We then get what feels like a post credit scene where Homer implores Bart and Lisa to try the beignets (a type of donut). There are some lines about overtaking Gunsmoke but when they try the pastry each is sent into a tastebud stupor. More proof that this episode really only wanted to showcase New Orleans and not Lisa’s story.
All in all this episode was a missed opportunity. There were some funny bits, the plane riot and the eating montage and some cool visuals of New Orleans but they had nothing to do with the main story of Lisa’s music crisis. I appreciate that writing for Lisa can be difficult since she is like the show’s conscience and like most consciences her role is to be ignored or mocked.
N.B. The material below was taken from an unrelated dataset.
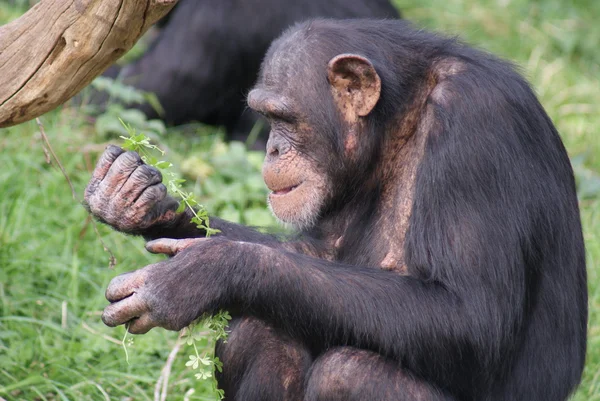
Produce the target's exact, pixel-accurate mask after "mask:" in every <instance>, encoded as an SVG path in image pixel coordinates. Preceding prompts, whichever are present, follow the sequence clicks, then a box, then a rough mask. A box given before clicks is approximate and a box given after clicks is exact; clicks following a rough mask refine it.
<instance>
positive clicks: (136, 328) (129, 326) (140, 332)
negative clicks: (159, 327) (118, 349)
mask: <svg viewBox="0 0 600 401" xmlns="http://www.w3.org/2000/svg"><path fill="white" fill-rule="evenodd" d="M156 326H158V324H157V323H156V322H155V321H154V319H152V318H151V317H150V314H149V313H144V314H143V315H141V316H140V317H138V318H135V319H133V320H132V321H130V322H129V326H127V331H129V332H130V333H131V334H146V333H147V332H148V331H150V329H152V328H154V327H156Z"/></svg>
But that’s part of her charm that she embodies a kind, lonely intelligence in a world full of the opposite. That she continues to live often unappreciated but with aspirational hopefulness mixed with tinge of childlike humour makes her stand out. This is what makes her a great character that we can laugh with her but also feel her pain. In The Blues, we started to get some of that but it never fully panned out.